Remark: FinancialData is “aware” of 10 cryptocurrencies, but that is not documented (as far as I can tell) and only prices are provided. (For more details see the discussion in CrypocurrencyData.) Here are examples:

Row[DateListPlot[FinancialData[#, "Jan 1 2021"], ImageSize -> Medium, AspectRatio -> 1/4, PlotLabel -> #] & /@ {"BTC", "ETH"}]

Significant cryptocurrencies

In this section we analyze the summaries of cryptocurrencies data in order to derive a list of the most significant ones.

We choose the phrase “significant cryptocurrency” to mean “a cryptocurrency with high market capitalization, price, or trading volume.”

Together with the summaries we look into the Pareto principle adherence of the corresponding values.

Remark: The Pareto principle adherence should be interpreted carefully here – the cryptocurrencies are not mutually exclusive when in comes to money invested and trading volumes.
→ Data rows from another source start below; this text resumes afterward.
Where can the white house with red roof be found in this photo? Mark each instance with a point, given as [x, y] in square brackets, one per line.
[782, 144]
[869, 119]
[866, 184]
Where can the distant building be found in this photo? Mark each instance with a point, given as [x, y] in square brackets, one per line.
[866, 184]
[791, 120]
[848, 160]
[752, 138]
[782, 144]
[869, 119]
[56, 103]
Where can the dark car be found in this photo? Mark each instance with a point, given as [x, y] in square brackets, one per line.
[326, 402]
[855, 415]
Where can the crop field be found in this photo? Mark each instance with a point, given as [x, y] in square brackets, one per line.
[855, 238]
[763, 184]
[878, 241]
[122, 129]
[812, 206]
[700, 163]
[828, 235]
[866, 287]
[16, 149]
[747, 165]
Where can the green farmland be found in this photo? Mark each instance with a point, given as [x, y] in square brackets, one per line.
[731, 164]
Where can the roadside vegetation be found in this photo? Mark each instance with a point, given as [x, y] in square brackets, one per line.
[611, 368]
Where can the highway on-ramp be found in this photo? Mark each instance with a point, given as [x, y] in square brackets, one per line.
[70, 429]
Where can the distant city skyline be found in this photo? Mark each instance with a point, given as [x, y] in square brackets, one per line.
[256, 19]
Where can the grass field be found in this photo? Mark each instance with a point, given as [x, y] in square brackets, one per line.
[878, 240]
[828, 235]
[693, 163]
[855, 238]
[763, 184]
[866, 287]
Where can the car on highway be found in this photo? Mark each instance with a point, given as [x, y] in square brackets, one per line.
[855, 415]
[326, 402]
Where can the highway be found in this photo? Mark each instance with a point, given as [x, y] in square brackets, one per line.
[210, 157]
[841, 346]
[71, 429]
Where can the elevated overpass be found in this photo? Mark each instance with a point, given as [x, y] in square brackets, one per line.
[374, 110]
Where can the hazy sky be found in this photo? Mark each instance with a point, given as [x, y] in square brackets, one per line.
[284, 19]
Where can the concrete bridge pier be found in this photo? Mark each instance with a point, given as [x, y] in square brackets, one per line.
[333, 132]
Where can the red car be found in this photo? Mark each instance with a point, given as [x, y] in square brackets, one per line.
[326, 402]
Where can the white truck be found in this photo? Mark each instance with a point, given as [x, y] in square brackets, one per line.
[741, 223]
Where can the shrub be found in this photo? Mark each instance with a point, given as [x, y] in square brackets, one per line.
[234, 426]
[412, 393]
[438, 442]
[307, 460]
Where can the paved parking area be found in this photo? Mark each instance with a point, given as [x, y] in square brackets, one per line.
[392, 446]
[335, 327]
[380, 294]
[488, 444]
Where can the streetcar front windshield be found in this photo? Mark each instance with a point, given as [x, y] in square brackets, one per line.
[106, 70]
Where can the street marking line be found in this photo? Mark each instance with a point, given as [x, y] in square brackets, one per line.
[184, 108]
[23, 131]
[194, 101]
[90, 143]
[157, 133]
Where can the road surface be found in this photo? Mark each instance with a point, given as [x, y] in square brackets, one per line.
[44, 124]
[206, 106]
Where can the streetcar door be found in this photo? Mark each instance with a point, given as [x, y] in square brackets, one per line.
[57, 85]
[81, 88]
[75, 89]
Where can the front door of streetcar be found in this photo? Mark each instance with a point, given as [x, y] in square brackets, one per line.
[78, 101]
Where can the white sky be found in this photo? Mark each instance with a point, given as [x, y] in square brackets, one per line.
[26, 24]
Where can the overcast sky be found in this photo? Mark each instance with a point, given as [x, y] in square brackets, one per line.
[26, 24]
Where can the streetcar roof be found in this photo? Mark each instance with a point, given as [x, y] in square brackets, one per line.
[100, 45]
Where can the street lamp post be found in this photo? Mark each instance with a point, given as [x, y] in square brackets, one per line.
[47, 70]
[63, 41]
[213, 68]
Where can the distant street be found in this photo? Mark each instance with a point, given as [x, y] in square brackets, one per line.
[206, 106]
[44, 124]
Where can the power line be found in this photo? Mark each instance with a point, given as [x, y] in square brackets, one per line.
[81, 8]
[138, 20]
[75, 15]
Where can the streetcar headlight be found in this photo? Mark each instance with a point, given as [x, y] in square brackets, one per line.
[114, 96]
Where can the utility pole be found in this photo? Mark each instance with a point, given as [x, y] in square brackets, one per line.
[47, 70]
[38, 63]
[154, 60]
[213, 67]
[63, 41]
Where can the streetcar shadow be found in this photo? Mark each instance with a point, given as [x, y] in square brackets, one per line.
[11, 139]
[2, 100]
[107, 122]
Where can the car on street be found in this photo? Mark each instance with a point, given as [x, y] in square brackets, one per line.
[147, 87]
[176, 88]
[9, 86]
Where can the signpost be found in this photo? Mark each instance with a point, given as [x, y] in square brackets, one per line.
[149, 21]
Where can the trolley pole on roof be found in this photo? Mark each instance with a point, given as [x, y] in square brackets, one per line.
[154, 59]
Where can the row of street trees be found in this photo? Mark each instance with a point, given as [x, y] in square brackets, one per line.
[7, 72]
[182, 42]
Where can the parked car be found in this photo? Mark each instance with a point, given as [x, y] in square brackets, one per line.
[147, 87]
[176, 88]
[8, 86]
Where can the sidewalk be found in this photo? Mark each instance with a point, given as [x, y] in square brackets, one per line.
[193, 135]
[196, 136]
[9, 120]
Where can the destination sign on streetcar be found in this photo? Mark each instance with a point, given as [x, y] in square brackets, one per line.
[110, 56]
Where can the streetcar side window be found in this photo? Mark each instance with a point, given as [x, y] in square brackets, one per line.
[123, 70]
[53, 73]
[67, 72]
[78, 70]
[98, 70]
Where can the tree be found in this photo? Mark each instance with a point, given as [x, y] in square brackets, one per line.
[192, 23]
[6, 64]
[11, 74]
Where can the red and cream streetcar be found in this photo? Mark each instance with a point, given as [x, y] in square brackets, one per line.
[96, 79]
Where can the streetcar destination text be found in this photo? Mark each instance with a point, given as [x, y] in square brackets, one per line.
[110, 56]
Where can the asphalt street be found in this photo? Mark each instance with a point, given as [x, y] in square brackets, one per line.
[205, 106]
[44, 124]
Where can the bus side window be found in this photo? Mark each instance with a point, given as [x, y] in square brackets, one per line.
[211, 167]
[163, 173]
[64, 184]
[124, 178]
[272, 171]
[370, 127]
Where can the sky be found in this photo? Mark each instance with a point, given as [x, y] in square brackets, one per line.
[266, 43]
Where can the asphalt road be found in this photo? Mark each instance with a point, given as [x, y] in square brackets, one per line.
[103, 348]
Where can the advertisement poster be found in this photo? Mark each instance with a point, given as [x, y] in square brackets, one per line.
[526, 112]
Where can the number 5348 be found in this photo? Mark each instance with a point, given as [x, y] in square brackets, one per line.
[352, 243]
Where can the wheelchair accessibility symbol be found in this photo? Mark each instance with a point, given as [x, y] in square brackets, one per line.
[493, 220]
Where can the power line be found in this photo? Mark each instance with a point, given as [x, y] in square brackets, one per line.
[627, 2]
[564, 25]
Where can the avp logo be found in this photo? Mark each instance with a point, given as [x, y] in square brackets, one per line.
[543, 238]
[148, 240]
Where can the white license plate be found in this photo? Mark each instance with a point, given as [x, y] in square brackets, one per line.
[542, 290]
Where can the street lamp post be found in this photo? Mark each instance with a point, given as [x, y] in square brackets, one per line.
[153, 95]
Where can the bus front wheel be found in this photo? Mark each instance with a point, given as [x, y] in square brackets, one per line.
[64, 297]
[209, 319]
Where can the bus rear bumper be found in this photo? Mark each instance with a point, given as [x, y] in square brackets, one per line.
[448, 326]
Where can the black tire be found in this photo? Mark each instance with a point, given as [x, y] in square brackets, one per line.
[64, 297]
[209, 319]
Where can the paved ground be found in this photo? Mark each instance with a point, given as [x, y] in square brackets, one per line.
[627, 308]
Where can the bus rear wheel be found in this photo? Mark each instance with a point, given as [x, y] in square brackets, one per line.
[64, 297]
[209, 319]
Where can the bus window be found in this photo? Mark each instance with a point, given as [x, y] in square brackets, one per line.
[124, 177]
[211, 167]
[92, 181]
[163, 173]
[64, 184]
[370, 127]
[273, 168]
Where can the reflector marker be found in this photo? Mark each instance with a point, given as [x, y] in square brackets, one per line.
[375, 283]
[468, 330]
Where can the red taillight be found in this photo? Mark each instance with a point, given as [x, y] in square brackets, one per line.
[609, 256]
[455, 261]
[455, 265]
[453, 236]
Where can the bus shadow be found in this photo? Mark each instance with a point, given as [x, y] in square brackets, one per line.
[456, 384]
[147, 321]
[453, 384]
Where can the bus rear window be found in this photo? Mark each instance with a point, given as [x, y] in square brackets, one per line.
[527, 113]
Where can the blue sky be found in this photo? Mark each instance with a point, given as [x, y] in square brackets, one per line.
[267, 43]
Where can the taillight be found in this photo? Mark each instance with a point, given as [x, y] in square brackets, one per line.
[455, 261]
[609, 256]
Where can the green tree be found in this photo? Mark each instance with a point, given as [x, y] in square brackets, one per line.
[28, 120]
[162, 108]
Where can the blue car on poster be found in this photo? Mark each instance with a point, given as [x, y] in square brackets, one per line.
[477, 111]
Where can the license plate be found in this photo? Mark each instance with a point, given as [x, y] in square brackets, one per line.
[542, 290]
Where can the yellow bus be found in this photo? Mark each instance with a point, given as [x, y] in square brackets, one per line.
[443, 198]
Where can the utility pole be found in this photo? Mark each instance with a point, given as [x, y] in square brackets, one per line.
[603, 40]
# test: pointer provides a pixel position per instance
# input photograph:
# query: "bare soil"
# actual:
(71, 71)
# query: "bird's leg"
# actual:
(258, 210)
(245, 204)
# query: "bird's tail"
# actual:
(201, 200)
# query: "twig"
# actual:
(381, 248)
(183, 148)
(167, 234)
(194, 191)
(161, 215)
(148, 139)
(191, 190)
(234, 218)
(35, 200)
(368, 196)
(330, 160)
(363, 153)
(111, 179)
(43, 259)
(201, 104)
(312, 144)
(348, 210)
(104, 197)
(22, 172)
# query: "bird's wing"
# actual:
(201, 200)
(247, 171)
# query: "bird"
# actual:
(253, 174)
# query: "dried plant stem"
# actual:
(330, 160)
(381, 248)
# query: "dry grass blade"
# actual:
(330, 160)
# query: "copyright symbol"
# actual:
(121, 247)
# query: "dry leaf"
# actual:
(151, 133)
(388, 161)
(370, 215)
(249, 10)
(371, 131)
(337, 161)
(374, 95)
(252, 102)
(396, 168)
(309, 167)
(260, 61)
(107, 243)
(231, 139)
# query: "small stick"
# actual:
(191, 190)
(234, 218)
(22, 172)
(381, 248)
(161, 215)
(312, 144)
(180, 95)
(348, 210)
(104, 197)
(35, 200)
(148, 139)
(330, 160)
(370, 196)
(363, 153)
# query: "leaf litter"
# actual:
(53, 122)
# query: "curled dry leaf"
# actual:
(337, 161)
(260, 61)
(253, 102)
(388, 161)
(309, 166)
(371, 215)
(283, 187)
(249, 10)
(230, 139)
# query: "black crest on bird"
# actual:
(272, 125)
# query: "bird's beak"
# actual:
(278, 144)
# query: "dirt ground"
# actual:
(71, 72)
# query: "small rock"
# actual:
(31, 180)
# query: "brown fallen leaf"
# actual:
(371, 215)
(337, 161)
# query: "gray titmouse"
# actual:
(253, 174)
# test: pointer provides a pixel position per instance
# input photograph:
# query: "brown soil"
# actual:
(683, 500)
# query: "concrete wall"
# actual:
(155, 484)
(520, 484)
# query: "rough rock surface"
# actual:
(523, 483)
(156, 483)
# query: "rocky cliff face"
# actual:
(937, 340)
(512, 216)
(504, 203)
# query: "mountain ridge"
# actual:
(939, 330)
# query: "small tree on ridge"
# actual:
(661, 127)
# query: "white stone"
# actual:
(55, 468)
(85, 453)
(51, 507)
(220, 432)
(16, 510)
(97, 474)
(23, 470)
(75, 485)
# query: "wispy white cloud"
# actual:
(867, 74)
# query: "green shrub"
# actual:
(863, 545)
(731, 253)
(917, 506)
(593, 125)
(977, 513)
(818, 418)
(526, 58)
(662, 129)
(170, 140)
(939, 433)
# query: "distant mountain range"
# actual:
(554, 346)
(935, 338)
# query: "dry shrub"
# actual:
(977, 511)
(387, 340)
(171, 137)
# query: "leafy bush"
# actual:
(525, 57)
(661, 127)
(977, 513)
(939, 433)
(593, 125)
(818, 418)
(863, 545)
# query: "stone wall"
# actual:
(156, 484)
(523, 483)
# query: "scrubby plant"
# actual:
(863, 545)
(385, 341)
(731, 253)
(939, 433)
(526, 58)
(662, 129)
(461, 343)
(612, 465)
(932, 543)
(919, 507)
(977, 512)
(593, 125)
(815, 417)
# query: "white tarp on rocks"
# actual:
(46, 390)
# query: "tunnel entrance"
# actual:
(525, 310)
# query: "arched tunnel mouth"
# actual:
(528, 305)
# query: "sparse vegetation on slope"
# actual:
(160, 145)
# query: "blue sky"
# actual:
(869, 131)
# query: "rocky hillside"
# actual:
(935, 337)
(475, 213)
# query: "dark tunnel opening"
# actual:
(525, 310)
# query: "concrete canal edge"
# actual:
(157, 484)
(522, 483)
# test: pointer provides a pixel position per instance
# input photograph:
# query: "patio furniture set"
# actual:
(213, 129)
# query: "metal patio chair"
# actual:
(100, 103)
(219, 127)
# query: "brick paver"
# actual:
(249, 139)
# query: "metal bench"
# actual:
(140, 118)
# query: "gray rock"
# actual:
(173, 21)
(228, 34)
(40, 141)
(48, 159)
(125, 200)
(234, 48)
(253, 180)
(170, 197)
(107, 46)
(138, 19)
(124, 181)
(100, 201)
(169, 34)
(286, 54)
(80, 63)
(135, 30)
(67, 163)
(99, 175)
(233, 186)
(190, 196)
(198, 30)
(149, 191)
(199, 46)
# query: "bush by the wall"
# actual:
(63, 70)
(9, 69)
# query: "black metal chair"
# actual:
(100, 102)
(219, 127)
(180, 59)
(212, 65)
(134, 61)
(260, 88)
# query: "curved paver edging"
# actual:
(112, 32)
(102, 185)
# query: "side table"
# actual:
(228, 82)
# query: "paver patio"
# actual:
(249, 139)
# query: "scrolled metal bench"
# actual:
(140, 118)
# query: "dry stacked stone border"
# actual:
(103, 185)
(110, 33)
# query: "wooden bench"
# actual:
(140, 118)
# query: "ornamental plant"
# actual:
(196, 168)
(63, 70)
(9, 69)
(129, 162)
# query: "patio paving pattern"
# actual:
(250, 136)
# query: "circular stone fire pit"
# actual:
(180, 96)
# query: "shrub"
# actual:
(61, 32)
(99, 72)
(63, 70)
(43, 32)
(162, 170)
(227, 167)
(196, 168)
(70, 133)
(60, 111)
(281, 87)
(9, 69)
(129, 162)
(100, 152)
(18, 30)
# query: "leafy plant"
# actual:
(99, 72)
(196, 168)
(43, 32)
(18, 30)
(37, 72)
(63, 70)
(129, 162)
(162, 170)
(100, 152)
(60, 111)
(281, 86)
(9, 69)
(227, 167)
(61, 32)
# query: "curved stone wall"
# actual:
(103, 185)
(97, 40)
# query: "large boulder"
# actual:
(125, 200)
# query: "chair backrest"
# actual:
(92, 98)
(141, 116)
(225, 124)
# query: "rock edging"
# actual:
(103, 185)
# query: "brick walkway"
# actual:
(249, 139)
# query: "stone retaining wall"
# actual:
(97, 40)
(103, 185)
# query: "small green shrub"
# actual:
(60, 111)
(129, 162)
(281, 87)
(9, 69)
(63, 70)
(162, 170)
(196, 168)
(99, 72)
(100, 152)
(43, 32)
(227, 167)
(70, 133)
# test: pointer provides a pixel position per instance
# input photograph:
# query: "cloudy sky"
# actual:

Nevertheless, we can interpret the corresponding value ratios as indicators of “mind share” or “significance.”

By summaries

Here is a summary of the cryptocurrencies we consider (from Yahoo Finance) ordered by “Market Cap” (largest first):

dsCCSummary = ResourceFunction["CryptocurrencyData"][All, "Summary"]

Here is the summary of summary dataset above:

ResourceFunction["RecordsSummary"][dsCCSummary]

Here is a Pareto principle adherence plot for the cryptocurrency market caps:

aMCaps = Normal[dsCCSummary[Association, StringSplit[#Symbol, "-"][[1]] -> #["Market Cap"] &]]; ResourceFunction["ParetoPrinciplePlot"][aMCaps, PlotRange -> All, PlotLabel -> "Pareto principle for cryptocurrency market caps"]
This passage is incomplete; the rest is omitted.